'No shame' in keeping mask on, CDC director says

WASHINGTON — A week after telling vaccinated Americans they could take their masks off, public health officials are reminding them that there’s nothing wrong with continuing to mask up.

“If you are vaccinated, there is no shame, no problem in continuing to wear your mask,” Centers for Disease Control and Prevention Director Rochelle Walensky said at a Friday briefing of the White House pandemic response team.

Centers for Disease Control and Prevention Director Dr. Rochelle Walensky answers is seen during a Senate Appropriations Subcommittee hearing to examine the FY 2022 budget request for the Centers for Disease Control and Prevention on May 19, 2021 in Washington, DC. (Greg Nash-Pool/Getty Images)
CDC Director Rochelle Walensky at a Senate Appropriations subcommittee hearing on Wednesday. (Greg Nash-Pool/Getty Images) (Greg Nash-Pool/Getty Images)
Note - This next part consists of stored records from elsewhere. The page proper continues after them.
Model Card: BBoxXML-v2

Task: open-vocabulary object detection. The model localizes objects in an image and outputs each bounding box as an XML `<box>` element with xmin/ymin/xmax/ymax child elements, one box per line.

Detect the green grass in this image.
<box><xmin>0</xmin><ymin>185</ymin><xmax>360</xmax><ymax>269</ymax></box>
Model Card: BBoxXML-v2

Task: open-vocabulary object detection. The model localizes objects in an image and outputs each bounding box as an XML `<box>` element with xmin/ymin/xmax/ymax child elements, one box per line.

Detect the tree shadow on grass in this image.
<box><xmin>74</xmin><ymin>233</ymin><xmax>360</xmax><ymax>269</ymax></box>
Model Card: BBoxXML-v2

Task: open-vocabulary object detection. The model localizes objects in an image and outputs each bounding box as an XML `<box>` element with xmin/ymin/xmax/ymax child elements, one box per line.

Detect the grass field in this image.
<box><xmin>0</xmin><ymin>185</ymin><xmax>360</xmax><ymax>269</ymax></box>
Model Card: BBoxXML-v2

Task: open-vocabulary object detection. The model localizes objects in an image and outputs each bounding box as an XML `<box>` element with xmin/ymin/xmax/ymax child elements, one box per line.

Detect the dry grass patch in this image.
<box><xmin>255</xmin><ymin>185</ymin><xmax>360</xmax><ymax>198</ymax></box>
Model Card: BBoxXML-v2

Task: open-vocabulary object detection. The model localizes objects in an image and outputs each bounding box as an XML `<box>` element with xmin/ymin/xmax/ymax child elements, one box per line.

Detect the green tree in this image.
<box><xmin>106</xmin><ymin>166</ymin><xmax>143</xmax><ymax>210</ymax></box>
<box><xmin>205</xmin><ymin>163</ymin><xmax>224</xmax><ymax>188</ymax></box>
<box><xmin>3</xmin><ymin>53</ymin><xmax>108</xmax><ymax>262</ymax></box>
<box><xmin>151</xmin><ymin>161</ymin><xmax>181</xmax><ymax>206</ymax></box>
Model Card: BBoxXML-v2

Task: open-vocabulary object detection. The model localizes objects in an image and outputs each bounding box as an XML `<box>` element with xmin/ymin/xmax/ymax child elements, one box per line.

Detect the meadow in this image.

Last week’s revised guidance caught ordinary Americans, elected leaders and public health officials by surprise. Even the White House was notified of the new rules only several hours before Walensky made them public.

Since then, private businesses and public institutions alike have grappled with how to incorporate the new guidance. That has led to mask-related clashes of the kind seen in the early days of the pandemic, as well as backlash against people who say they will continue to wear masks despite having gotten the coronavirus vaccine.

Walensky tried to head off some of that backlash with her comments on Friday, which focused less on the need to wear masks — there is no such need once a person is vaccinated — than on the psychological comfort of doing so.

“Just like it has been hard to have everybody get masked, I think this is going to take some time for us all to get used to,” Walensky said.

Even before the revision, President Biden had been criticized for wearing his mask outdoors, which previous CDC guidance said he did not have to do, having been vaccinated months ago. The masks are now coming off in official Washington, where Republican legislators have chafed against them from the start.

But in other parts of Washington and other major metropolitan areas, residents are continuing to wear masks outdoors, where the spread of the coronavirus is negligible, and vaccination rates are high.

People are keeping their masks on because they fear new coronavirus variants or the possibility, however remote, of a breakthrough infection.

Tourists, some in face masks while others are not, visit the Lincoln Memorial in Washington, DC, on May 14, 2021. (Jim Watson/AFP via Getty Images)
Tourists, some wearing face masks and others not, at the Lincoln Memorial in Washington, D.C., on May 14. (Jim Watson/AFP via Getty Images) (Jim Watson/AFP via Getty Images)

“Fears like that are not irrational,” Dr. Anthony Fauci, a top science adviser to the president, said at Friday’s briefing.

“You can understand that when people have been following a certain trend for a considerable period of time that it may take time for them to adjust,” Fauci said. “So I would not say that that’s irrational. I’d say that’s understandable.”

As Walensky put it, “It’s going to be hard to get back to life as we knew it without these masks.” Hectoring people in taking their masks off, she seemed to suggest, is bound to be as counterproductive as hectoring them to put masks on in the first place.